One of the challenges Llorente faces in the suburbs is getting old-guard communities to speak openly about their opinions and prejudices. “In many of the more affluent towns you have people who measure what they say, and who have jobs and move in social circles where they have to measure what they say, no matter what they are thinking. You have to be just as clever and very psychological about how you ask things.” Racism may be camouflaged in the suburbs but it is felt — not only by recent immigrants but by many American-born Hispanics and non-whites. In her series “Diverse and Divided,” which ran this January and February, Llorente looked at the experiences of minorities who have moved to upper-middle-class communities in New Jersey. “Some people hoped that money would be the equalizer and that they could be accepted in this world. A lot of them are, but many will still experience that icy wind, that disapproving look. Someone might say something that makes them feel small, and then they are right back in that housing project.”

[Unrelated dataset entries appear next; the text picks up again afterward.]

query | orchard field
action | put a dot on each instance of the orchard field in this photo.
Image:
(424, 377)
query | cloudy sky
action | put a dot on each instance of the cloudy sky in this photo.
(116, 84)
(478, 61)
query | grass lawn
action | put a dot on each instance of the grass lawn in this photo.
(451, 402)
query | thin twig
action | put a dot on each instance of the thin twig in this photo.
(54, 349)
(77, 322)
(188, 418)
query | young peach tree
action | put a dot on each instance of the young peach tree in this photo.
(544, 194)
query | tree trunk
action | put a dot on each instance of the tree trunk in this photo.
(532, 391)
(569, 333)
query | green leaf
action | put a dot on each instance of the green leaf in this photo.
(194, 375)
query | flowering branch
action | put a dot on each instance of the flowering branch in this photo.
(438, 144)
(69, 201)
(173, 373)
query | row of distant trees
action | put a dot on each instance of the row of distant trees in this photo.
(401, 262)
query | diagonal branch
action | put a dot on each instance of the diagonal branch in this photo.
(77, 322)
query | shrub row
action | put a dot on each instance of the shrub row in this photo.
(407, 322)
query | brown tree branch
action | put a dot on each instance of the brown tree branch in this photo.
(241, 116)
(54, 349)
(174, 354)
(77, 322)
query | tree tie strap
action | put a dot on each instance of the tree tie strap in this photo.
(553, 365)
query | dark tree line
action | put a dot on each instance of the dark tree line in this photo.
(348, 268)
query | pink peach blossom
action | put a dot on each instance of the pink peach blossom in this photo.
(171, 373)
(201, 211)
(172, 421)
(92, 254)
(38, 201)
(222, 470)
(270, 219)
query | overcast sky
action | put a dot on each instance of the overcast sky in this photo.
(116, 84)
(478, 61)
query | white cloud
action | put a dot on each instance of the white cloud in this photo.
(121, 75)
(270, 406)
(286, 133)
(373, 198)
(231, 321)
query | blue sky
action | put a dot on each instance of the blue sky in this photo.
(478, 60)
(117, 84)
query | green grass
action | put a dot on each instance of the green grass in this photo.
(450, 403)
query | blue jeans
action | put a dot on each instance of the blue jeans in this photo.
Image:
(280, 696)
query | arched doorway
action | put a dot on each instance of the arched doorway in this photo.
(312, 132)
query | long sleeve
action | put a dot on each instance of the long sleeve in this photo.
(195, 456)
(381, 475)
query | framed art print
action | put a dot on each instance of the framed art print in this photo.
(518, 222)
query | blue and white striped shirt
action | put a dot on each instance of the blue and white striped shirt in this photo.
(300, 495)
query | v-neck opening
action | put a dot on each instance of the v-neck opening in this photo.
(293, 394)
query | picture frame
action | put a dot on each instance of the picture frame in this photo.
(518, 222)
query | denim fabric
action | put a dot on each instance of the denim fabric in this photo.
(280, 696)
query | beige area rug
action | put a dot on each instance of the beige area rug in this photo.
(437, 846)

Llorente’s work is marked by a candor, however unpretty, about the fluctuating state of race relations. When, in “Diverse and Divided,” she looked at the harsh views some blacks and Hispanics have of one another in working-class Paterson, people questioned whether she should shine a spotlight on the bigotry of two groups who historically have been the victims of prejudice. “This is a new dimension in race relations,” Llorente says. “It’s no longer what the Kerner Commission described — two nations, one white, one black. It’s much more complicated than that. We need to hear the conversations people are having — in the beauty parlor, at the doctor’s office, playing poker, playing dominoes — because these are the conversations we aren’t hearing, and things will get worse if we don’t understand it.”

TThe suburbs no longer reflect the images of the television sitcoms that perpetuate their stereotypes. And they can no longer afford to remove themselves from the discussions of race and ethnic relations that have marked the evolution of this country. Nor can the journalists who cover them. “Too often,” says Llorente, “when journalists write about Hispanics and other minority groups, they head straight for the barrios, the enclaves, the ghettos, and totally miss what is happening beyond those tried-and-true places.” As immigration trends continue to shift and as first and second generations continue to move up the socioeconomic ladder, race and ethnicity stories won’t be found in their usual places, and they won’t be the usual story. Immigrants and minorities are transforming the suburbs in distinct ways as they are confronted with their own particular difficulties. “Minorities and immigrants are no longer the ‘others’ in northern New Jersey,” Llorente says. “They are northern New Jersey.”